The approach or methodology used by the pharmaceutical companies for production of plant-derived drugs for the past decades was too expensive or time-consuming or both at the same time. Consequently, the former approaches have been regarded as the major bottleneck in exploiting the therapeutic potential of plants (Kim et al. 2010). Metabolomics have proved to be a promising tool as a new strategy for detection of bio-active compounds and such new strategies was the need of the hour to get natural products research out of its deadlock (Rochfort 2005; Verpoorte et al. 2005; Merzenich et al. 2007; Trenerry and Rochfort 2010). It is an ‘omics’ science that gives an overview of the metabolites present in a biological system. Its exposure under different conditions provides a better understanding about the biochemical reaction, disease development, selection of bio-markers, and patho-physiological interactions in the biological system (Sumner et al. 2003; Kim et al. 2010; Tomita and Kami 2012; Zhang et al. 2015). The downstream expression of the genome, transcriptome, proteome is represented by the metabolites thereby closely reflecting the phenotype of an organism at a specific time. Moreover, assessing the metabolite variation in cells on treatment with plant extracts or plant-derived compounds not only help us to monitor response of the cells but also to detect the activities of the bio-active compounds (Kim et al. 2010). The aim of present chapter is to explore the feasibility of metabolomic analysis of potent anticancer plants in order to search for lead chemo-preventive compounds and also to integrate the traditional cancer therapy with metabolomic profiling for the cure of cancer.

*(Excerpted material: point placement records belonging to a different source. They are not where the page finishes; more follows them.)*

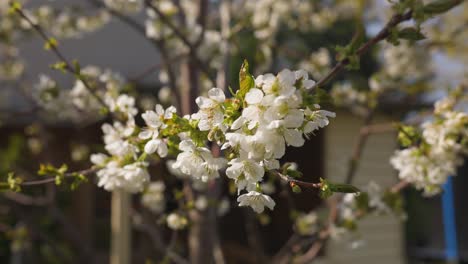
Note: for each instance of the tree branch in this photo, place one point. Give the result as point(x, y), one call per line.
point(383, 34)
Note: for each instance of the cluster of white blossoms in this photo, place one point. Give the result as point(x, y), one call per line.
point(80, 103)
point(444, 142)
point(253, 129)
point(402, 64)
point(273, 117)
point(68, 22)
point(153, 197)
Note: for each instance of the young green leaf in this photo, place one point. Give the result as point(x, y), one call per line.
point(246, 80)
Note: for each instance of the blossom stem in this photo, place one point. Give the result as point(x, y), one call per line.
point(85, 172)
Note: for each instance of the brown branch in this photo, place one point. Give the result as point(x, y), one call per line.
point(383, 34)
point(179, 34)
point(86, 172)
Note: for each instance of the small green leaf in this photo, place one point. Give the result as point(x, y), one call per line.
point(14, 7)
point(51, 43)
point(246, 80)
point(14, 182)
point(296, 188)
point(61, 66)
point(411, 33)
point(77, 66)
point(440, 6)
point(408, 136)
point(343, 188)
point(327, 189)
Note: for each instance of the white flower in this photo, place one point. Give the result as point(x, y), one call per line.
point(223, 206)
point(211, 113)
point(201, 203)
point(176, 221)
point(198, 161)
point(256, 200)
point(155, 121)
point(131, 178)
point(245, 172)
point(317, 119)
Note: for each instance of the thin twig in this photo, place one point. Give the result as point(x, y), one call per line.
point(68, 66)
point(383, 34)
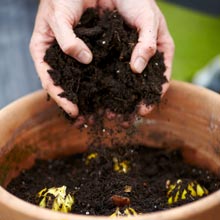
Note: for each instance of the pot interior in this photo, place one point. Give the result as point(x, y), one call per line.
point(187, 118)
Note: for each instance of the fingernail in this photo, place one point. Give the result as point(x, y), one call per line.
point(84, 57)
point(139, 64)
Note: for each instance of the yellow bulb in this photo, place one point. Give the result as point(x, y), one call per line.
point(127, 212)
point(55, 198)
point(121, 167)
point(177, 192)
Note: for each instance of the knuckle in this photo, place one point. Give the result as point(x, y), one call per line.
point(67, 48)
point(151, 49)
point(46, 85)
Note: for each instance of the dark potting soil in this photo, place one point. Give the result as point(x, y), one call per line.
point(107, 82)
point(99, 184)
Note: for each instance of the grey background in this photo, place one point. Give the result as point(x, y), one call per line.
point(17, 73)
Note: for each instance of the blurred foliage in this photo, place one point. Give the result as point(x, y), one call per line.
point(196, 37)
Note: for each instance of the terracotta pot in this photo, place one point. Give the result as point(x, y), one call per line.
point(30, 128)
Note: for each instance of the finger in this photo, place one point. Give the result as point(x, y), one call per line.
point(143, 110)
point(37, 48)
point(147, 42)
point(54, 91)
point(166, 45)
point(69, 43)
point(103, 4)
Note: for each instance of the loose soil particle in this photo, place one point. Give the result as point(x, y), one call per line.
point(98, 188)
point(107, 82)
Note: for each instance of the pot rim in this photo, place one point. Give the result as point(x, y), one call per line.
point(204, 204)
point(201, 205)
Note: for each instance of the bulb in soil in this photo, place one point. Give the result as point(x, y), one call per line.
point(121, 167)
point(91, 157)
point(183, 189)
point(55, 198)
point(126, 212)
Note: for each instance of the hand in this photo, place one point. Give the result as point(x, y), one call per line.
point(55, 19)
point(147, 18)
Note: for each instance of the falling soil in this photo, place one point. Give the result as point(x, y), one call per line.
point(103, 179)
point(107, 82)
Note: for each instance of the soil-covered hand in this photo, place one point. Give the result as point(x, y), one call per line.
point(150, 23)
point(55, 19)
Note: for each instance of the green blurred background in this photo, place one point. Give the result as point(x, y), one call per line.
point(196, 35)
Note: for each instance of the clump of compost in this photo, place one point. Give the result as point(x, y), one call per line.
point(107, 82)
point(127, 180)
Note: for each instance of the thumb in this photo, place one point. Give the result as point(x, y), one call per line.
point(147, 41)
point(69, 43)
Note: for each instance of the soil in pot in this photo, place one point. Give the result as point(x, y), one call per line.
point(115, 181)
point(107, 82)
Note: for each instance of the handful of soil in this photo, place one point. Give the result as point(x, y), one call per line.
point(107, 82)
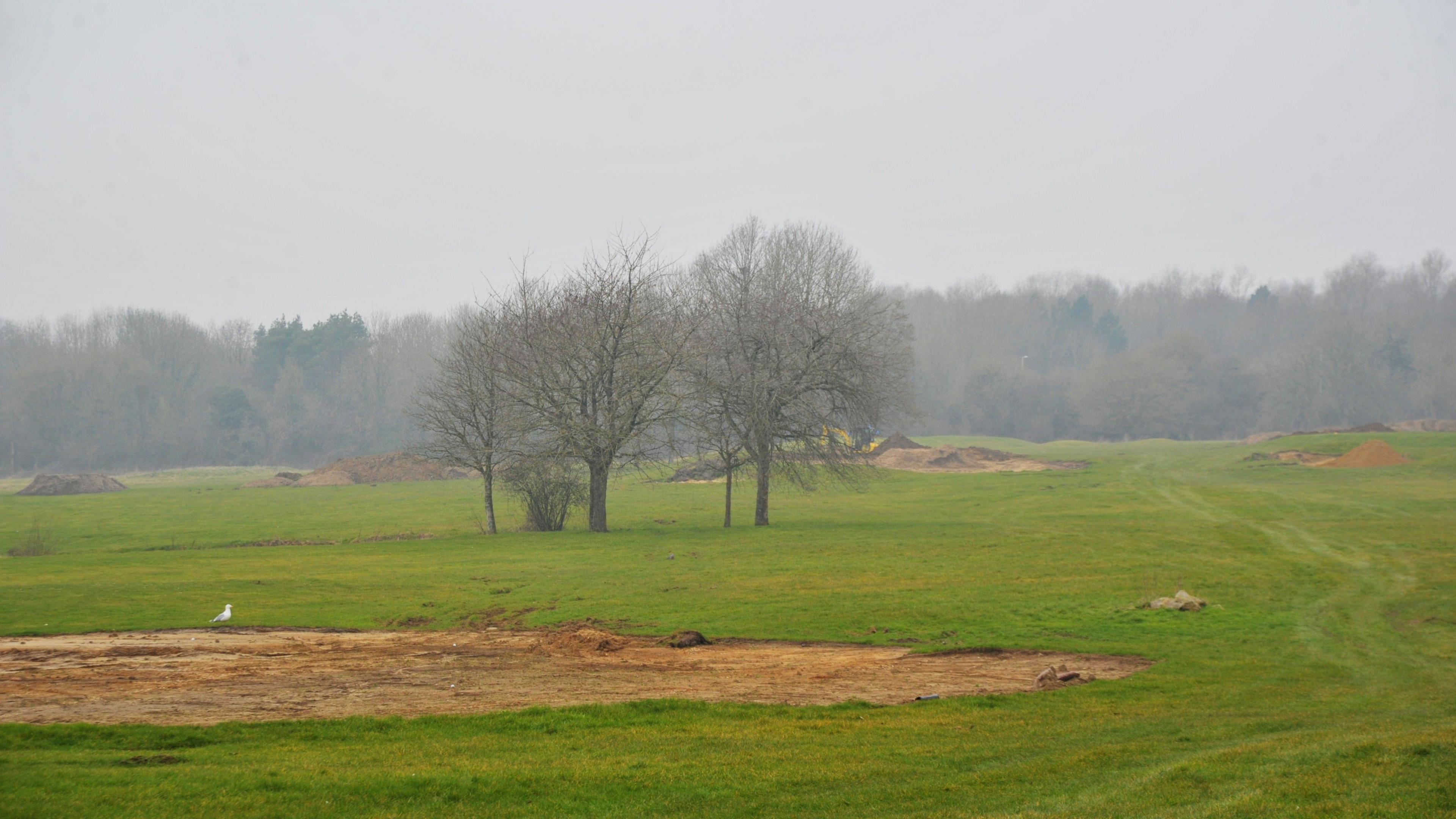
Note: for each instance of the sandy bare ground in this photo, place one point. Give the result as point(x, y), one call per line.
point(201, 677)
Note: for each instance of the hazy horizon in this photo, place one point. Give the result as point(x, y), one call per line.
point(251, 161)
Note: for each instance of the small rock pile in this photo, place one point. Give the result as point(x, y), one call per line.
point(1183, 602)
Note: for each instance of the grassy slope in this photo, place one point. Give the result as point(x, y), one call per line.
point(1323, 679)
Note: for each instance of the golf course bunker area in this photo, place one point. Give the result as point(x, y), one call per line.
point(201, 677)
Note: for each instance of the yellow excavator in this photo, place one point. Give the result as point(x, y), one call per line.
point(861, 439)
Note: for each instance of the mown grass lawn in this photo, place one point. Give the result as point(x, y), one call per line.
point(1323, 681)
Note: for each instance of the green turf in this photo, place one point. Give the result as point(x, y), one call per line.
point(1323, 679)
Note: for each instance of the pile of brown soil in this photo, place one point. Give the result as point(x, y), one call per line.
point(372, 470)
point(1371, 428)
point(212, 675)
point(700, 471)
point(280, 480)
point(897, 441)
point(965, 460)
point(579, 640)
point(1426, 426)
point(1369, 454)
point(72, 486)
point(1293, 457)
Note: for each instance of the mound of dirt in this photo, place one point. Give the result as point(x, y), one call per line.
point(580, 640)
point(966, 460)
point(1369, 454)
point(705, 470)
point(897, 441)
point(213, 675)
point(72, 486)
point(1180, 602)
point(1293, 457)
point(1426, 426)
point(686, 639)
point(395, 467)
point(270, 483)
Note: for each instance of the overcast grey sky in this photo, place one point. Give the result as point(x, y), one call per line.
point(254, 159)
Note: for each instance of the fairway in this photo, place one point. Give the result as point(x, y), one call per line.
point(1320, 681)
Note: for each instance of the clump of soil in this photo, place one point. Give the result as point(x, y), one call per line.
point(1293, 457)
point(686, 639)
point(965, 460)
point(580, 639)
point(398, 537)
point(381, 470)
point(72, 486)
point(1426, 426)
point(1369, 454)
point(698, 471)
point(1059, 677)
point(897, 441)
point(1180, 602)
point(1371, 428)
point(203, 677)
point(287, 543)
point(270, 483)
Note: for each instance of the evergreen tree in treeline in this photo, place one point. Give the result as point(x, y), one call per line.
point(139, 390)
point(1183, 358)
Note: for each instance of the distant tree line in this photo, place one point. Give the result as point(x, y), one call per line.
point(142, 390)
point(1186, 358)
point(1061, 356)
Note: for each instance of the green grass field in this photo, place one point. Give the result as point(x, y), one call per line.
point(1321, 681)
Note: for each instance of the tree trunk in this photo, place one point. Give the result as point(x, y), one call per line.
point(761, 509)
point(728, 502)
point(490, 499)
point(598, 496)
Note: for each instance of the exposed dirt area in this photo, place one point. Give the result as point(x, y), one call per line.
point(1426, 426)
point(391, 468)
point(1293, 457)
point(251, 674)
point(963, 460)
point(1366, 455)
point(72, 486)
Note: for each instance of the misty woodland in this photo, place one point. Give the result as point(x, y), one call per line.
point(1057, 358)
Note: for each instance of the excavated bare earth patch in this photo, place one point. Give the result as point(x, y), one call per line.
point(203, 677)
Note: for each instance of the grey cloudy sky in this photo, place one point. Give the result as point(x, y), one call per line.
point(249, 159)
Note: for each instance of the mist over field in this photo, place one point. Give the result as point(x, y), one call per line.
point(1055, 358)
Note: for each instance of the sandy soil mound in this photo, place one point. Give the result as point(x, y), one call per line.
point(1369, 454)
point(580, 640)
point(1426, 426)
point(270, 483)
point(965, 460)
point(381, 470)
point(72, 486)
point(700, 471)
point(213, 675)
point(897, 442)
point(1293, 457)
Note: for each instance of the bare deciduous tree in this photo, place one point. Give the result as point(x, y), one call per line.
point(797, 342)
point(464, 409)
point(592, 359)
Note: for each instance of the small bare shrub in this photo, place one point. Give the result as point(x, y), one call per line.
point(549, 489)
point(38, 541)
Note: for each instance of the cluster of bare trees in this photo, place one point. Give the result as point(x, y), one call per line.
point(755, 352)
point(1187, 358)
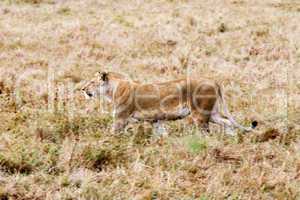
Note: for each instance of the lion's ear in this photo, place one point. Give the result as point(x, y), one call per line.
point(104, 76)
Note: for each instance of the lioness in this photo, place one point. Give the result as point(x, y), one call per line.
point(171, 100)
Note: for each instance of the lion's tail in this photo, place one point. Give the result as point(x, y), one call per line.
point(228, 114)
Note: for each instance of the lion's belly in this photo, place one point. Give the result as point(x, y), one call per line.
point(158, 97)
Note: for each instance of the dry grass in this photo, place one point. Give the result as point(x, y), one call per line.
point(252, 46)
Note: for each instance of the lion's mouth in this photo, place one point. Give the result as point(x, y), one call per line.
point(88, 95)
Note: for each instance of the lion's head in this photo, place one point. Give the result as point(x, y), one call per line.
point(101, 84)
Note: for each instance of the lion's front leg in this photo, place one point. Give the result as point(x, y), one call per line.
point(159, 129)
point(119, 125)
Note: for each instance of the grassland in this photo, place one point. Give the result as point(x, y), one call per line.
point(52, 148)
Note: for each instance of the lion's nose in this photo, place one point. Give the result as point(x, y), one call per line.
point(89, 94)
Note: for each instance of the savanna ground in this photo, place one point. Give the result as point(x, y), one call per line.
point(51, 148)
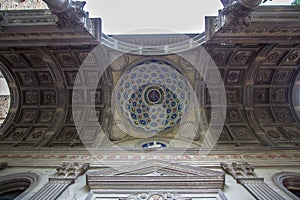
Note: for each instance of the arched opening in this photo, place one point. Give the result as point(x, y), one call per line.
point(289, 183)
point(17, 186)
point(4, 99)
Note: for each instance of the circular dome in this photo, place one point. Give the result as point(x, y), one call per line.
point(152, 97)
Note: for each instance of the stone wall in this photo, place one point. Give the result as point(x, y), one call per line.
point(22, 4)
point(4, 99)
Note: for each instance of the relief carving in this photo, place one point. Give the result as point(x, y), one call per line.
point(69, 171)
point(155, 196)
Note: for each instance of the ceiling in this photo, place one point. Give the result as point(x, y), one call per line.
point(261, 80)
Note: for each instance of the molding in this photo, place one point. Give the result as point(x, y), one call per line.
point(66, 175)
point(155, 177)
point(3, 165)
point(283, 180)
point(17, 181)
point(244, 174)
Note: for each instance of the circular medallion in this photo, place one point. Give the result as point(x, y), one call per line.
point(152, 97)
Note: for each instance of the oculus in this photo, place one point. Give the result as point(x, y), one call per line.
point(152, 97)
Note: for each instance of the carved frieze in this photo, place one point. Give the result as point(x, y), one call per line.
point(155, 196)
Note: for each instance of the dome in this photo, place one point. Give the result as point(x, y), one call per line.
point(152, 97)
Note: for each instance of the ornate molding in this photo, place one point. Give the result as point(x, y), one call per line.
point(154, 176)
point(155, 196)
point(66, 175)
point(286, 181)
point(69, 172)
point(3, 165)
point(244, 174)
point(19, 181)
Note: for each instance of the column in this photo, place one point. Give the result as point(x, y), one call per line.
point(66, 175)
point(244, 174)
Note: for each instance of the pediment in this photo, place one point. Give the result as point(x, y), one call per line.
point(157, 168)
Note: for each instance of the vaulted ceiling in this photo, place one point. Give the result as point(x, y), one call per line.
point(258, 65)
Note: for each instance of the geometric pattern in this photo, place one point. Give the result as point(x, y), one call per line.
point(152, 97)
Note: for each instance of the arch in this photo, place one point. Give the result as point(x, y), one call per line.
point(288, 181)
point(24, 182)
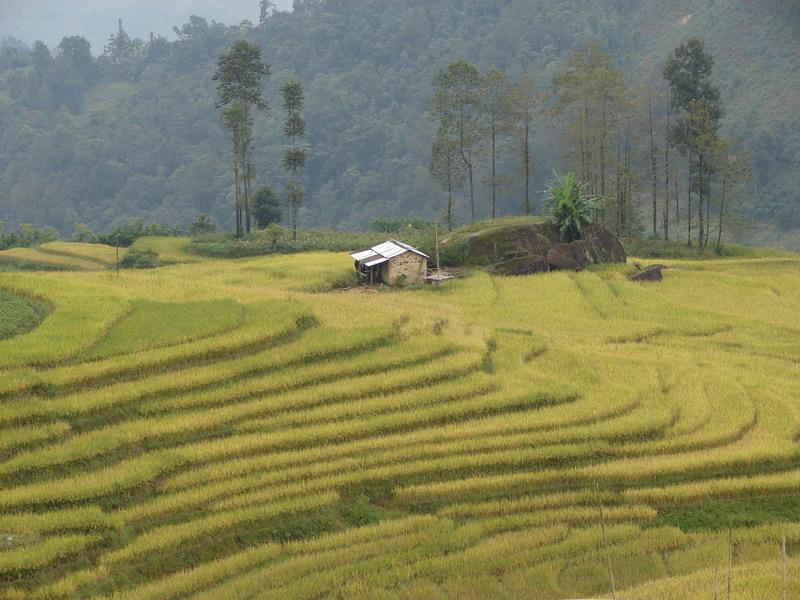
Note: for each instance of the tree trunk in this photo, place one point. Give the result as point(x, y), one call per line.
point(494, 168)
point(666, 181)
point(654, 175)
point(721, 212)
point(527, 166)
point(708, 216)
point(700, 185)
point(449, 191)
point(603, 156)
point(466, 157)
point(689, 202)
point(237, 187)
point(620, 198)
point(628, 187)
point(247, 179)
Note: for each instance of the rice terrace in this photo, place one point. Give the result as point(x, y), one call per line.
point(496, 436)
point(464, 299)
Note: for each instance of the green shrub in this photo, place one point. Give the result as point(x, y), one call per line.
point(139, 260)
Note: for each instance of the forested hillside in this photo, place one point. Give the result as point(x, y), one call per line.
point(135, 131)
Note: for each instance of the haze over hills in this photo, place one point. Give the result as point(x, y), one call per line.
point(50, 21)
point(144, 137)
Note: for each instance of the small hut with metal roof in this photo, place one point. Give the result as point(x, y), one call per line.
point(392, 263)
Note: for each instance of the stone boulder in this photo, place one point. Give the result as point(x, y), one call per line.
point(521, 265)
point(561, 258)
point(652, 273)
point(496, 244)
point(603, 244)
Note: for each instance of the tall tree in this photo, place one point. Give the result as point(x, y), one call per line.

8.2 Metabolomics in Cancer Research and Diagnosis
Metabolomic approaches have brought metabolomics into the forefront of cancer research. The existing diagnostic modalities are not only expensive but also less sensitive in tumour detection (Soga et al. 2011). Conventional methodologies for detecting hepato-cellular carcinoma are by measuring serum-level of α-fetoprotein along with ultrasound imaging (Nicholson and Lindon 2008). However, other liver diseases may also result in high blood levels of α-fetoprotein resembling that of hepato-cellular carcinoma and thereby making α-fetoprotein an insensitive biomarker (Sumner et al. 2003; Robert and Morvan 2013). High-throughput metabolomics enables us to screen an array of biomarkers by comparing a diseased individual with healthy individuals (Fig. 8.1). Emerging metabolomics approaches have led to identification of biomarkers and associated candidate gene which is to be regulated for a particular type of cancer.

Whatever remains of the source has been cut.